Каждый думает про себя то же самое: «Что я могу? Я могу только умереть. А если повезёт, то уеду раненым праздновать Рождество. Если повезёт…»
Все молятся, всем страшно. Слышит ли нас бог? Или ему сейчас не до нас. Он оглох от непрерывного грохота. И махнув на всех рукой, сказал:
– Делайте что хотите.
Минуты перед атакой самые ужасные. Все внутри дрожит и трясётся. Безумными от страха глазами смотришь на остальных. Их глаза не врут, им тоже страшно. Только высунешься, и смерть схватит тебя и потащит в преисподнюю.
Все, время вышло, надо выбегать под пули русских. Может, когда я буду бежать, страх отстанет от меня. Сердце бьётся так, словно ему тесно в груди и оно рвётся наружу. Пули ударяют в валящиеся кирпичи то справа, то слева.
Пушка мешает русским прицельно стрелять. Если б не она, все были давно мертвы или ранены.
Бежим и стреляем. Куда и зачем, неважно. Когда нажимаешь на курок и пули, вылетая, толкают автомат и тебя в другую сторону, на мгновение кажется, что страх отступает.
Русский пулемёт полоснул по нам. Мы припадаем к спасительной земле. Кто-то не успел. Русская пуля вонзается в него. Он падает, зажимает рукой рану и кричит. Ему больно. Мы слышим не свист пуль, грохот снарядов, а только его голос:
– А-а-а…
Крик боли вонзается сильней, чем пули. Выворачивает всё внутри. Нет сил терпеть эти вопли. Все думают про себя: «Чтоб ты поскорее сдох и замолчал».
Но он, не переставая, орёт. Кажется, каждый готов его пристрелить, чтоб больше не слышать душераздирающего крика.

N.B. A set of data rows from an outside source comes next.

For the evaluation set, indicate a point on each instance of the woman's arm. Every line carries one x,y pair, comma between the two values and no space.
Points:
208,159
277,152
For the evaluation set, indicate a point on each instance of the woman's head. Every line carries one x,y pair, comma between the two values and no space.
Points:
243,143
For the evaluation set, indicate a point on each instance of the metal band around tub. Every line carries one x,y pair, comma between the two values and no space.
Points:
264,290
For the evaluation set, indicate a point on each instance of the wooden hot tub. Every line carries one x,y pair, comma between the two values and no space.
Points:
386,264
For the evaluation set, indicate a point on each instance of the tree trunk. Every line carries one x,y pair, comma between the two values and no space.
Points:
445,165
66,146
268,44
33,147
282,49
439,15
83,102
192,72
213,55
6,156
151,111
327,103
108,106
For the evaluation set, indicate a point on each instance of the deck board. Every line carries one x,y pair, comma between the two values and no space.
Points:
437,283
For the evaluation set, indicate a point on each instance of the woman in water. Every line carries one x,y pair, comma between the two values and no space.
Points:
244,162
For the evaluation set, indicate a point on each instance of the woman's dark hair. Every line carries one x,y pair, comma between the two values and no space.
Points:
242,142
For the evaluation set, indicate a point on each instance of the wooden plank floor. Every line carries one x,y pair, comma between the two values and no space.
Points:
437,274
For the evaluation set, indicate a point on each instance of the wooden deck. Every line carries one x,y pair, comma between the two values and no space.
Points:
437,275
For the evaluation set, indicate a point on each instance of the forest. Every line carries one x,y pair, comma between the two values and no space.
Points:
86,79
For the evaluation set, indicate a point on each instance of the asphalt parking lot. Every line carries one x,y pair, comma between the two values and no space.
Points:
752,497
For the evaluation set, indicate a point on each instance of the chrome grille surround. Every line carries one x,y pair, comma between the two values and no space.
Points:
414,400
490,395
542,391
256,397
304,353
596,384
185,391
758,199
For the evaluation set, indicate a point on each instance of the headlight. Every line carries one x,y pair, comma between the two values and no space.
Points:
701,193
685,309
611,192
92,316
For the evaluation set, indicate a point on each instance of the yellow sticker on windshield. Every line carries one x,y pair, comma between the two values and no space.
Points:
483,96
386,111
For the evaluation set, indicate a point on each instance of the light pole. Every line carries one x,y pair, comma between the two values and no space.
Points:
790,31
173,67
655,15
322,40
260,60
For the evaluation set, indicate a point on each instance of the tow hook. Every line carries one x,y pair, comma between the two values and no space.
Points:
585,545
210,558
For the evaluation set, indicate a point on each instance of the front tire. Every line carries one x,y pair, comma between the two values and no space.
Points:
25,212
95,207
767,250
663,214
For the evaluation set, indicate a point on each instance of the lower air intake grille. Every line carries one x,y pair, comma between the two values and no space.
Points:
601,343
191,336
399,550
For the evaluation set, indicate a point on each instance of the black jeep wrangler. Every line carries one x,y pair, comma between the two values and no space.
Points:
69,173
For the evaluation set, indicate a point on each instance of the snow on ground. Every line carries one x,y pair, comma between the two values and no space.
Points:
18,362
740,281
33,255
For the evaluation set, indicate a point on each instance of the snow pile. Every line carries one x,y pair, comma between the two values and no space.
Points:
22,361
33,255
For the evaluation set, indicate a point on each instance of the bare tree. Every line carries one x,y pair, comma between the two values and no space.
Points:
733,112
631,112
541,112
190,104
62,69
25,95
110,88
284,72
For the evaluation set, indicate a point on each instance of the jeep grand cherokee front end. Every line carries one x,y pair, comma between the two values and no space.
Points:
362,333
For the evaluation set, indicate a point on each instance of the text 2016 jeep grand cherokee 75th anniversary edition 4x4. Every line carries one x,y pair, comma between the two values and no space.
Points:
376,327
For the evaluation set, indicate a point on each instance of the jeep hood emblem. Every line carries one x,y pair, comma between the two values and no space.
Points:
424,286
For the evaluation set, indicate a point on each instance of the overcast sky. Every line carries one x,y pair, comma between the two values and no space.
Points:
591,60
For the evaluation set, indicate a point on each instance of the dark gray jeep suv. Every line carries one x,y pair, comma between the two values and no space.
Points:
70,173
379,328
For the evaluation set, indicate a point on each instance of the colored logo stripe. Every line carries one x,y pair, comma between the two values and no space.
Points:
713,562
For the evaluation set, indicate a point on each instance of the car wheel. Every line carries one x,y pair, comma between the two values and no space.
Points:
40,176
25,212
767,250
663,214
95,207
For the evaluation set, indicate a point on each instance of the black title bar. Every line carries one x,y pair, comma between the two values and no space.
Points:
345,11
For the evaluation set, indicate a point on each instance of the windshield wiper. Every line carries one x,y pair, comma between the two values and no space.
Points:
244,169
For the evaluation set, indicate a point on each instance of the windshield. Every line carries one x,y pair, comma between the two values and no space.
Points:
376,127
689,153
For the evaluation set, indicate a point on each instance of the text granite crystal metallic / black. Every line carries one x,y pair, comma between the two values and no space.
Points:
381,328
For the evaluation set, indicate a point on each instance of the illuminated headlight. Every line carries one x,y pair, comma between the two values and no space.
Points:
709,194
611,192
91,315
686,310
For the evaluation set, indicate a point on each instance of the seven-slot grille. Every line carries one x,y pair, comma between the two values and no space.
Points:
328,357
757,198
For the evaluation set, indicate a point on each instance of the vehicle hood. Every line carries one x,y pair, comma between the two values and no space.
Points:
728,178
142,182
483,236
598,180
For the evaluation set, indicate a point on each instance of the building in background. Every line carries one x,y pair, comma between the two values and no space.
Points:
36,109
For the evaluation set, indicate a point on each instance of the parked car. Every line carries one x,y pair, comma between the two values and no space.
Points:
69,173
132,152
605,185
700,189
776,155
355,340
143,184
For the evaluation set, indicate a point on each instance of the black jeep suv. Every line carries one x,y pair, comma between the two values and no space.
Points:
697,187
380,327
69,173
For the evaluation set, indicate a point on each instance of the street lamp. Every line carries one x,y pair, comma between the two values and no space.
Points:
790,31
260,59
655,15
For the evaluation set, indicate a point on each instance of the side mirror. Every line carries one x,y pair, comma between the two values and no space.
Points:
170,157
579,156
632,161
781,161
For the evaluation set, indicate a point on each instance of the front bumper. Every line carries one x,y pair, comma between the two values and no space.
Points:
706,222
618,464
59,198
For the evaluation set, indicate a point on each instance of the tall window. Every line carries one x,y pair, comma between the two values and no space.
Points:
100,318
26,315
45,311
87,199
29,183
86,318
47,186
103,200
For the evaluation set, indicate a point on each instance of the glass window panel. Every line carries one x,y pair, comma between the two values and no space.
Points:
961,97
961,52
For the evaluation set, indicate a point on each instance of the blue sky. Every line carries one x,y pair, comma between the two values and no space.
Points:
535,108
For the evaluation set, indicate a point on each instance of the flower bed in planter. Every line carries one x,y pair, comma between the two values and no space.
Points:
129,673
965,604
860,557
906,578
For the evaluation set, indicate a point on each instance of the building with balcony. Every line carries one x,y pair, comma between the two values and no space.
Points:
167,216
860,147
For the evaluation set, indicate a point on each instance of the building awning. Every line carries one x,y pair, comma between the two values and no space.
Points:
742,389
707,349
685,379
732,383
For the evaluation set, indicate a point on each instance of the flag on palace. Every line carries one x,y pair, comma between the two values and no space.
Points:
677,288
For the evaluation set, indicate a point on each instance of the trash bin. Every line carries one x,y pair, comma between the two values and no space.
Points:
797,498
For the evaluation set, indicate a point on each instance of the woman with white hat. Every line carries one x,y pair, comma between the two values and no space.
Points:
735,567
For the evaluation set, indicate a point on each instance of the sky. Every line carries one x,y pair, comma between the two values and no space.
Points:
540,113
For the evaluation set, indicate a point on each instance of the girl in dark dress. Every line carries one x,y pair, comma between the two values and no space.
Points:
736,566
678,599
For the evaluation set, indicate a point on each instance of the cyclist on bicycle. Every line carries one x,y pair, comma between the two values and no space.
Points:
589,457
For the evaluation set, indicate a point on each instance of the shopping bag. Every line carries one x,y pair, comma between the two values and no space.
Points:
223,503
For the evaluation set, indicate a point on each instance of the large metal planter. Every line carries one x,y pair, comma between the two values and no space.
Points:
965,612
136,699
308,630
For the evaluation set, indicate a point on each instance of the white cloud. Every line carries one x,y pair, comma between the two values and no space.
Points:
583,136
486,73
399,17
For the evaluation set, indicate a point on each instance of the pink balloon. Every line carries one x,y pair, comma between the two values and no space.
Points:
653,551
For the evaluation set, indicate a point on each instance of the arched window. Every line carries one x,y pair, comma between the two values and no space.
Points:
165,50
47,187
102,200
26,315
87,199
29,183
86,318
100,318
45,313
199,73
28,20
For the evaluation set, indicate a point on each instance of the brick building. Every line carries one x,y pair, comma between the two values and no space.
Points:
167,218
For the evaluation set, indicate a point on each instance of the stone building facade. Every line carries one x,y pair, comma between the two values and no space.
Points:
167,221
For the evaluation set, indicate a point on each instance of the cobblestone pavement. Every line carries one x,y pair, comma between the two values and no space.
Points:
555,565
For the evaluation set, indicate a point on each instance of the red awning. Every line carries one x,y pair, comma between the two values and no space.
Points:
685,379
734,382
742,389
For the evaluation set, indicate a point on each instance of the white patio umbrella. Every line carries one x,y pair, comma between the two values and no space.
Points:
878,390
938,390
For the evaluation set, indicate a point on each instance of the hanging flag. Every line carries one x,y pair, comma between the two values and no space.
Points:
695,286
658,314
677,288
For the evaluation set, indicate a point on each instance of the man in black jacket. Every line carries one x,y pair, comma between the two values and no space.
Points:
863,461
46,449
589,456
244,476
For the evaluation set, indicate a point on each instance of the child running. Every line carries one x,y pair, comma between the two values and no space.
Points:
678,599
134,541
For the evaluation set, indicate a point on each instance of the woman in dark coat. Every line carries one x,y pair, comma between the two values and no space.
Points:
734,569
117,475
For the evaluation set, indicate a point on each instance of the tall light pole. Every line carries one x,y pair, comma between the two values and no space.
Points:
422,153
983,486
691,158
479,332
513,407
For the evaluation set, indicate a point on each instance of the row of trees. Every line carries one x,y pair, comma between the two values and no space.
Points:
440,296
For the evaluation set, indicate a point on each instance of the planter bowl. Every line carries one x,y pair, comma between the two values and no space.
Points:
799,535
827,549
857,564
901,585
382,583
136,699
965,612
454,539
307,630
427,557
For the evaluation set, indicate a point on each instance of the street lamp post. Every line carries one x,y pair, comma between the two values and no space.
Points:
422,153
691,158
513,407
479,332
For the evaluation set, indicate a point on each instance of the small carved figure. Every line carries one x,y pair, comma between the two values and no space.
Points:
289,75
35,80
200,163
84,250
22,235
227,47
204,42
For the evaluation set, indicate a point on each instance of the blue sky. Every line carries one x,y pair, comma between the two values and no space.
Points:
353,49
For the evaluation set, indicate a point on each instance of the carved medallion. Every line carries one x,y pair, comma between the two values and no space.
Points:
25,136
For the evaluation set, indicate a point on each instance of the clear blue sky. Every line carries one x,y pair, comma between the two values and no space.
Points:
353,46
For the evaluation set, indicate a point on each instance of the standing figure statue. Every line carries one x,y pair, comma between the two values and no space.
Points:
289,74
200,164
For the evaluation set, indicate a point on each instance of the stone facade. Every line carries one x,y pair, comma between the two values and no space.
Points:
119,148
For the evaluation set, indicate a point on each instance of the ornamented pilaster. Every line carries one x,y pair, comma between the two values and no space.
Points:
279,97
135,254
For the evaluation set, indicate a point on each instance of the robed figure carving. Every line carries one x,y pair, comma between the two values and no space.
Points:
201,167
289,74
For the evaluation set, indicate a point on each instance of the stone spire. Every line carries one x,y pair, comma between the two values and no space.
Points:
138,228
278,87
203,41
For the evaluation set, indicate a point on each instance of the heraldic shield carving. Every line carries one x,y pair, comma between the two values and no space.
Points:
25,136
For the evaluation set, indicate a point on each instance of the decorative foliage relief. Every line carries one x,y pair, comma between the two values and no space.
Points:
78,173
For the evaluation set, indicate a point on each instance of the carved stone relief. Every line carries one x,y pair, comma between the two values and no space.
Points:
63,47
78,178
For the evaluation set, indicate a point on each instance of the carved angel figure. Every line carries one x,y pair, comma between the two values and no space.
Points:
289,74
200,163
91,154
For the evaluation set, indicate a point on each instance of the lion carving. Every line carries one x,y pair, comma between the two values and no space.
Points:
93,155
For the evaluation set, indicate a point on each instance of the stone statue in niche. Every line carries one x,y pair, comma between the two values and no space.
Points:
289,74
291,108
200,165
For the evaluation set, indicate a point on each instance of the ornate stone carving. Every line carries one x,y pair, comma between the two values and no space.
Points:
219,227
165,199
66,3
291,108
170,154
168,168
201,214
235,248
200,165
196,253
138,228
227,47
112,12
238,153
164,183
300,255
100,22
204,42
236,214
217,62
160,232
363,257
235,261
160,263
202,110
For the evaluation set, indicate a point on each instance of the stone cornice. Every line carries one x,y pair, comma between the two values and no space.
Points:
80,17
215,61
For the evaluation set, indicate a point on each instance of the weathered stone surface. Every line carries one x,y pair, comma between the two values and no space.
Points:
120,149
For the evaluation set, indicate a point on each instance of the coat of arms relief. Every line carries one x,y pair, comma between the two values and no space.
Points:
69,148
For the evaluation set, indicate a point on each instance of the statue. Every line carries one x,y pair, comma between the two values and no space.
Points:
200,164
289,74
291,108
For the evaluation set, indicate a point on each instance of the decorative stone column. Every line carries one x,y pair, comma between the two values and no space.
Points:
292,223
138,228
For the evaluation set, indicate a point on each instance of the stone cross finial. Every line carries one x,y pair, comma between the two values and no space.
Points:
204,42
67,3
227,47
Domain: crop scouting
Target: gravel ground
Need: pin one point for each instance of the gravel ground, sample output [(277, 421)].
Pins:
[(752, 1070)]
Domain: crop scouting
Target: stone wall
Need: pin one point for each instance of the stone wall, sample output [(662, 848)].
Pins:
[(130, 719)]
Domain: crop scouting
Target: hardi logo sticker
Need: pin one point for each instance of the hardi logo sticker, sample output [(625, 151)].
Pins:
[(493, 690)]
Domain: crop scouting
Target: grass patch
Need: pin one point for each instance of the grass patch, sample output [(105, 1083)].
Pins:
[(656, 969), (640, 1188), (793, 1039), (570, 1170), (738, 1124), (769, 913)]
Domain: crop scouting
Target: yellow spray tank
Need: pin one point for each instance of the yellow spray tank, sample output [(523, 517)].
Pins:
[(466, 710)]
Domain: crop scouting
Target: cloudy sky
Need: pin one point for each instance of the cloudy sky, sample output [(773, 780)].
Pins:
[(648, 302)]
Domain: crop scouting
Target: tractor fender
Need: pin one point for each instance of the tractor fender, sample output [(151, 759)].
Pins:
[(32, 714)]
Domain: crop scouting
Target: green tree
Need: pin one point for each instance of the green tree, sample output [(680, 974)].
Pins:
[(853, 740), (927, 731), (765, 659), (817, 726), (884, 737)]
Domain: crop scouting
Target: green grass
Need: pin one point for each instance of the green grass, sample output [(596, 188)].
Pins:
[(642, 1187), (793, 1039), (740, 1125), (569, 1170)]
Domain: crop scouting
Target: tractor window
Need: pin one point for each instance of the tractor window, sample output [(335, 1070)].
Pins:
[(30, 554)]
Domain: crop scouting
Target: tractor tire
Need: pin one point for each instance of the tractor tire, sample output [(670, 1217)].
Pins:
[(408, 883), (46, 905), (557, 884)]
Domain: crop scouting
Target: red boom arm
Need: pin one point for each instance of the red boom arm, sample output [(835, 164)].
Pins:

Сверху летит граната. Вилли смотрит, как она медленно падает, как будто это не граната, а птица. Сейчас она упадёт, взорвётся, и это последнее, что он видит в жизни. Успевает уткнуться лицом в землю. Барабанные перепонки сейчас треснут. Что-то сильно ударяет по каске. Жив. Даже не ранен.
Крикун замолчал – это хорошо – может, навсегда. Через секунду все забыли о нём.
Пушка грохочет, пулемёт замолкает, мы ползём вперёд. Ещё чуть-чуть – и мы ворвёмся в дом. Последний бросок. Сверху, одна за одной, падают гранаты, и осколки летят над нашими головами. Хочется вжаться в груды кирпича и щебёнки. Гранаты, гранаты. Они сыплются нам на головы, как дождь. Не отрывая лица от земли, шепчем:
– Господи, спаси!! Господи, помилуй!!!
Наступать охота пропала. Теперь самое время отползать, пока всех не убили. Артиллеристы прикрывают нас. Убегаем и прячемся за стену, смотрим, кого нет. Выглядывать и смотреть, кто, где лежит, нет желания. Смерть только и ждёт нас.